Younger students might think about the digital root of the Fibonacci numbers since that only requires the sum of two simple one digit numbers. 


They might want to explore questions like:
How frequently is the digital root of F(n) the same as the digital root of n (obviously in all the case above, but are there others?)


There be a point where the sequence of digital roots repeats; Why?
 How would that information help you find large numbers for which the digital root of F(n) is the same as the digital root of n? 
Can you see how this would provide a shortcut in the search for numbers in like the sequence David Brooks has written about above?
What is the longest possible string length of one digit numbers before a repeating sequence must emerge?  (Perhaps you might attempt that question with only two digits, zero and one, or three digits and then expand the question).
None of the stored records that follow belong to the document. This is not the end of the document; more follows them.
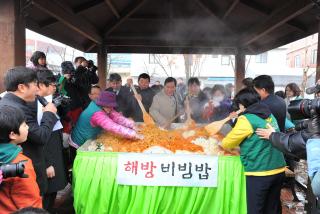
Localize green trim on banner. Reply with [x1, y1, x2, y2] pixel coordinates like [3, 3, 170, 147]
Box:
[73, 151, 247, 214]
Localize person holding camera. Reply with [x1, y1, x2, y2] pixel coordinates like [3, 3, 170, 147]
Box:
[27, 51, 47, 70]
[221, 88, 286, 214]
[58, 61, 83, 134]
[35, 70, 67, 213]
[0, 66, 58, 195]
[256, 99, 320, 200]
[0, 105, 42, 213]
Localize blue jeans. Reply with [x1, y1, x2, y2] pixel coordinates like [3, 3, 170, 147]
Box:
[306, 139, 320, 197]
There are some other interesting things to explore, for instance the sum of the digits of  F(2314) is 2134.   

1 comment:

Joshua Zucker said...

This is interesting! I never knew before that log(phi) was so close to 0.2. That explains why there are so many of these things: with the nth Fibonacci number being phi^n and thus having a log of 0.2n, it has about 0.2n digits, which average 5 or so, so the digit sum is about n.

I suppose the actual average digit is more like 4.5, (10% too small) so the digit sum is a little too small, which in the long run probably kills it (I mean, wouldn't you be surprised if there were a trillion-digit Fibonacci number whose digits were on average as big as 5 instead of being 4.5?).

Oh, but wait, log(phi) is about 4% bigger than 0.2, so this is even closer than I thought; we only need an average digit of about 4.8 instead of 4.5.